Apa yang hebat dari acara ini adalah bahwa acara ini tidak pernah menganggap dirinya terlalu serius, entah itu yang menggambarkan Mrs. D atau semua tugas keterlaluan yang diberikan AI kepada Simone dan Wiley.
“Ketika saya mendapatkan naskahnya, jelas bahwa ini seperti lima genre berbeda dalam satu,” kata McDorman.
“Ada unsur cerita petualangan, fiksi ilmiah, jelas dengan algoritma, sedikit rom-com, pasti komedi dan juga drama. Kurasa aku mengatakan ini pada Damon [Lindelof] – dan maksud saya ini dengan cara terbaik – ini seperti permainan Mad Libs yang lepas kendali. Jadi ya, sesuatu yang unik dan orisinal serta tidak takut melakukan perubahan besar seperti itu jelas mengasyikkan dan jarang ditemukan.

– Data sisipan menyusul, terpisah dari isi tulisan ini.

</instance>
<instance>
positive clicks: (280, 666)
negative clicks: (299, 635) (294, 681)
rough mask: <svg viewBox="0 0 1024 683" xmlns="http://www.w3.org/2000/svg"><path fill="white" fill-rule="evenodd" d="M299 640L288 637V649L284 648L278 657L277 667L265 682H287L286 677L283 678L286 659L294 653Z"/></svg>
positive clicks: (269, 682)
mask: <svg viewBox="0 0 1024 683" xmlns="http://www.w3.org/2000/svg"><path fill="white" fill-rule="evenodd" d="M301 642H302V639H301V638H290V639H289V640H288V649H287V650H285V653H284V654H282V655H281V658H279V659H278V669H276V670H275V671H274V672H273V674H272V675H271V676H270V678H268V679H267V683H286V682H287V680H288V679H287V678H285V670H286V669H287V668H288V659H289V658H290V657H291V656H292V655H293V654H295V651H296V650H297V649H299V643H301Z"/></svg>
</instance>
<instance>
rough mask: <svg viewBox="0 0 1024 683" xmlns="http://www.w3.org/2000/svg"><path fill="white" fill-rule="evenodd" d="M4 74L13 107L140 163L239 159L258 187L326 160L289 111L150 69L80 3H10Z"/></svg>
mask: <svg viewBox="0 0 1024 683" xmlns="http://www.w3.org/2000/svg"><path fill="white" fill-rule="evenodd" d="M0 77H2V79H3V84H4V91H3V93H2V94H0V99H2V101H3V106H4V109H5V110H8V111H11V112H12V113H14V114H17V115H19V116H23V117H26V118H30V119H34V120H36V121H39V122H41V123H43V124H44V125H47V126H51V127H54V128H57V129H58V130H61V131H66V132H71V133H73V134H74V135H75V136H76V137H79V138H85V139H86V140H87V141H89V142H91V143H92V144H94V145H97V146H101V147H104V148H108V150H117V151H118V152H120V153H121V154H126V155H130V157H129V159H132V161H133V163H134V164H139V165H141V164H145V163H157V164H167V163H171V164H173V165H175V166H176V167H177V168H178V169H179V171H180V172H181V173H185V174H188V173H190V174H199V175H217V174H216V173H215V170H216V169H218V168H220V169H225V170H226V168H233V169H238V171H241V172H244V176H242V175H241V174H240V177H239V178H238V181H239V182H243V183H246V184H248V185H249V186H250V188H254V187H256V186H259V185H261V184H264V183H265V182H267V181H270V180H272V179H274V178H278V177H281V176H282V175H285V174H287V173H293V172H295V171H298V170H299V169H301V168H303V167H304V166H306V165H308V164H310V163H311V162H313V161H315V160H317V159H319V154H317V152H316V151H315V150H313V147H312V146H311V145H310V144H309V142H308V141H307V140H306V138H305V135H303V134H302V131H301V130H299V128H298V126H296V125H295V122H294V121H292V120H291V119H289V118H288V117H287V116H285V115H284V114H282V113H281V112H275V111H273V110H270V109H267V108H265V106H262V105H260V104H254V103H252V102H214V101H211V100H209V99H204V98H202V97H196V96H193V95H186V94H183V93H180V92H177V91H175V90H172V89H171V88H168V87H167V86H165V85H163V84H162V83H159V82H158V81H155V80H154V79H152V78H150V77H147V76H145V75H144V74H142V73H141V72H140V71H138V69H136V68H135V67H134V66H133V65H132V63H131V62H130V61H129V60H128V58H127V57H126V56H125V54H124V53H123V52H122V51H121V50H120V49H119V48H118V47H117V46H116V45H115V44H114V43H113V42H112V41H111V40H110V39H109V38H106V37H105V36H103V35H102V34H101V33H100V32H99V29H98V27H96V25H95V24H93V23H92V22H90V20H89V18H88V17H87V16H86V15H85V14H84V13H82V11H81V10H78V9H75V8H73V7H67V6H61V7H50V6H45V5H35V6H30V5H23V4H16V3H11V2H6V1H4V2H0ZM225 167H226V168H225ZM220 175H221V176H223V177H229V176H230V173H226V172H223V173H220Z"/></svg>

Pertunjukan tersebut membawa kita ke banyak jalan yang digerakkan oleh tema, termasuk agama, spiritualitas, maskulinitas beracun, dan beberapa masalah ibu yang serius. Namun, tema utamanya berfokus pada bagaimana teknologi mengatur kehidupan kita.
Namun, Lindelof dan Hernandez ingin menambahkan bahwa “Mrs. Davis” bukanlah acara anti-teknologi. Itu hanya dimaksudkan untuk mendorong pemirsa untuk membicarakannya.
“Nyonya. Davis selalu dimaksudkan untuk memprovokasi diskusi. Menjadi eksplorasi. Untuk mengajukan pertanyaan: apakah ini benar-benar baik untuk kita? Apakah ini membantu saya atau menyakiti saya? Itulah mengapa terasa seperti pasangan yang alami untuk memusatkan serial ini pada seorang biarawati — yang juga melakukan eksplorasi yang sama terkait dengan keyakinannya, ”kata Hernandez.
Peacock akan merilis empat episode pertama Mrs. Davis pada 20 April.